Les militaires doivent être tenus à l’écart des querelles politiques, selon le ministre mauritanien de la Défense, Diallo Mamadou Bathia. Une injonction totalement déconnectée de la réalité, puisque depuis 1978 c’est l’armée qui monopolise le pouvoir en Mauritanie.
Les militaires doivent être tenus hors de la mêlée et des querelles politiques. Ce vieux principe républicain, appliqué aux acteurs de la Grande muette, a été rappelé dimanche soir par le ministre mauritanien de la Défense, Diallo Mamadou Bathia, qui s’exprimait à l’occasion d’une conférence de presse de l’Union pour la République (UPR), formation politique au pouvoir.
«Les forces armées travaillent à la protection des frontières nationales, des personnes et de leurs biens, à la sécurisation du pays et de ses institutions. Un rôle qui est à saluer. Cependant, les généraux de l’armée nationale sont des citoyens qui ont des proches qu’ils peuvent influencer dans leur choix. Mais ils ne s’engagent dans aucun parti politique», a expliqué Diallo.
En fait, ce discours est prononcé par un acteur ayant une double casquette, puisque le ministre de la Défense, le patron civil de l’armée, est également chargé de la redoutable tâche de coordonner l’action de la commission de réforme de l’Union pour la République (UPR).
Le principal parti de la majorité vient en effet de boucler une opération de vente des cartes et revendique officieusement, plus d’un million d’adhérents, sur une population d’environ 3,5 millions d’habitants.
Cette formation s’engage désormais dans une perspective de l’organisation d’assises pour désigner les délégués au prochain congrès, appelé à élire toutes les instances.
Pendant les opérations d’implantation, une partie de la presse nationale a évoqué «des querelles de positionnement entre quelques hauts gradés» par hommes de paille, larbins et autres faire-valoir politiques interposés.
Ce qui montre que les précisions du ministre de la Défense collent parfaitement au contexte d’une effervescence politique d’avant la présidentielle de 2019, sur fond de multiples interrogations et d’incertitude par rapport à un éventuel successeur du président Mohamed Ould Abdel Aziz.
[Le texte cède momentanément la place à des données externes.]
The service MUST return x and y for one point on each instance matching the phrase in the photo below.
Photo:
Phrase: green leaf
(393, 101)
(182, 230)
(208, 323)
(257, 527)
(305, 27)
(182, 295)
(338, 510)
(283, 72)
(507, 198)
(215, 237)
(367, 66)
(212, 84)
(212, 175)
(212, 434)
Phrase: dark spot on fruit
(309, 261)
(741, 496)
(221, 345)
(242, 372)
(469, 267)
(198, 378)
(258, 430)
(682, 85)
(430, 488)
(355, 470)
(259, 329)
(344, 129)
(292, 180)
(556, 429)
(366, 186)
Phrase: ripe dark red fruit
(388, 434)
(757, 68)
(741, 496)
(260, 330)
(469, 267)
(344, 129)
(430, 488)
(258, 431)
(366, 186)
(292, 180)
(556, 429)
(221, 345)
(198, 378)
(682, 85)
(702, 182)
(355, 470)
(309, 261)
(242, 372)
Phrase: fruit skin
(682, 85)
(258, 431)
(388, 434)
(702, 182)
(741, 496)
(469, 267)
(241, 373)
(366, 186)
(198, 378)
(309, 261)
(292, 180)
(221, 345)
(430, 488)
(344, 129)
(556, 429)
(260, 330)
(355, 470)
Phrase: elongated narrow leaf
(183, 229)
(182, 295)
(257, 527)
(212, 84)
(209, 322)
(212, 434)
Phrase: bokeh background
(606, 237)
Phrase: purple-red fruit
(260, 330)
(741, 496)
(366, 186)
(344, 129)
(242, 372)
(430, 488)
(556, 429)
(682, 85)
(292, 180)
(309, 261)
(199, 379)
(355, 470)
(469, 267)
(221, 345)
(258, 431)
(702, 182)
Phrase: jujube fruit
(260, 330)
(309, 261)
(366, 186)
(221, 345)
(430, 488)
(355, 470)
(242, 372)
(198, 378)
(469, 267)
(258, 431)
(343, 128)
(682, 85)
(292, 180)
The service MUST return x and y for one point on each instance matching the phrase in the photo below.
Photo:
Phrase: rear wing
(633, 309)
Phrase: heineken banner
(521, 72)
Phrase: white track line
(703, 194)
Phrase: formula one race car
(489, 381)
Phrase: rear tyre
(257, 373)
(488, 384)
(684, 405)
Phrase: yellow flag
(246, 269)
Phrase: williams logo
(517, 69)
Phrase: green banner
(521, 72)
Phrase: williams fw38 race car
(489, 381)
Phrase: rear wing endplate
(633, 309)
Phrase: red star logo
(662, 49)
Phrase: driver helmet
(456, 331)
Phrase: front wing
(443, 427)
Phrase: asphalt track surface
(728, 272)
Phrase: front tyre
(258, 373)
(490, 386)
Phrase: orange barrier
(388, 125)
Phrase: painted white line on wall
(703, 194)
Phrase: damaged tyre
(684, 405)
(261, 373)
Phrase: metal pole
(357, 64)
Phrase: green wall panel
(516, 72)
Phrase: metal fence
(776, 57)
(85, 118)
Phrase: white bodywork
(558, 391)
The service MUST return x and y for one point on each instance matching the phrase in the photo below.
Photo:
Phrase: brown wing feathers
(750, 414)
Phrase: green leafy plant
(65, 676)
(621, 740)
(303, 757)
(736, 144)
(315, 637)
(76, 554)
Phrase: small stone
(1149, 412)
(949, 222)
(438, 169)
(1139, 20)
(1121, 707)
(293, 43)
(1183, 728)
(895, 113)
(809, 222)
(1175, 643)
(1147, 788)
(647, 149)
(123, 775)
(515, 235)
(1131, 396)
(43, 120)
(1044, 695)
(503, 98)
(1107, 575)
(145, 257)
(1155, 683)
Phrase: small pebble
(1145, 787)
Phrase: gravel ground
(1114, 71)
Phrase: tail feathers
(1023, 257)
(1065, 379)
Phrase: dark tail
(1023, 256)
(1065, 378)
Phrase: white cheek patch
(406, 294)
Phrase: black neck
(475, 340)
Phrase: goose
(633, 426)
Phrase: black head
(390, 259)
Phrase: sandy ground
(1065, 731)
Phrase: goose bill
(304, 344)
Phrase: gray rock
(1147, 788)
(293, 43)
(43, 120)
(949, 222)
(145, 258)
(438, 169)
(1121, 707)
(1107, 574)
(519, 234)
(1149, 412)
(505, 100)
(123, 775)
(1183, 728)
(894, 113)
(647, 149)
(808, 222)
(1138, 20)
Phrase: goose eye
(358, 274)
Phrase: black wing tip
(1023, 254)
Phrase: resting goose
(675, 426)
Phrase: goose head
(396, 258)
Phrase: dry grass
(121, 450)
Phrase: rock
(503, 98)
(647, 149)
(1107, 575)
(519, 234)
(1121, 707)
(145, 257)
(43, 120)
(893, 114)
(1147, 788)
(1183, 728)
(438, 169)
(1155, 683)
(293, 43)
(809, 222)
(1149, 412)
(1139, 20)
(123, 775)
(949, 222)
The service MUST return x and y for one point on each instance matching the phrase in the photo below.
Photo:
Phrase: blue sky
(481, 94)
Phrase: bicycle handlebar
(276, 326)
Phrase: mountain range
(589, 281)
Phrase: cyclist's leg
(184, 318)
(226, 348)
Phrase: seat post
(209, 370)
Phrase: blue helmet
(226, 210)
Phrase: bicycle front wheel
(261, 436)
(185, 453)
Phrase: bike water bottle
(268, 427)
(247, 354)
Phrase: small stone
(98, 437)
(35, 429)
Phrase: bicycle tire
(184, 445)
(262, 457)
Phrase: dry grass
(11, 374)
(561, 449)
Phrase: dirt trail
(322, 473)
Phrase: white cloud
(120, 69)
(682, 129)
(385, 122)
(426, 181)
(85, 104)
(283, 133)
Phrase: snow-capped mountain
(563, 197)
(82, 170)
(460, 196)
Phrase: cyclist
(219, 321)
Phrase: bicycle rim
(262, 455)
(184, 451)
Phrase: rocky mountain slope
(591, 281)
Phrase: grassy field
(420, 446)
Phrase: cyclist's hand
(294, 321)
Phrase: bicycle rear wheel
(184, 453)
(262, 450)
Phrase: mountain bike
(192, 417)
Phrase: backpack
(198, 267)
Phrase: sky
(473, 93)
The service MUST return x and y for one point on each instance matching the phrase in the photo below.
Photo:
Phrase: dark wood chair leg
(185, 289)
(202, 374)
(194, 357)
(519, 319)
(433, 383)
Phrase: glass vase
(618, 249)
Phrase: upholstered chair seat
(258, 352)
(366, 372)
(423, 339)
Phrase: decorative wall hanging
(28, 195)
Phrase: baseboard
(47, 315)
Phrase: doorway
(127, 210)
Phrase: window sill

Cependant, en revisitant l’histoire politique de la Mauritanie, le discours du ministre sur le rôle des militaires est totalement déconnecté de la réalité.
Car l’armée est au cœur du jeu politique national et exerce le pouvoir d’Etat depuis le 10 juillet 1978, soit par un régime militaire d’exception, ou à travers un officier «recyclé» et ayant troqué la vareuse contre un costume, à l’exception des 15 mois du régime du président Sidi Mohamed Ould Cheikh Abdallahi, présenté par les militaires, qui l’ont fait élire avant de le renverser. Il se dit même que le dauphin de Mohamed Ould Abdelaziz sera choisi entre l’un de ses deux amis et compagnons d’armes: l’actuel chef d’état-major, le général Ghazouani, ou un colonel à la retraite, Ould Baya, actuel maire de Zouérate.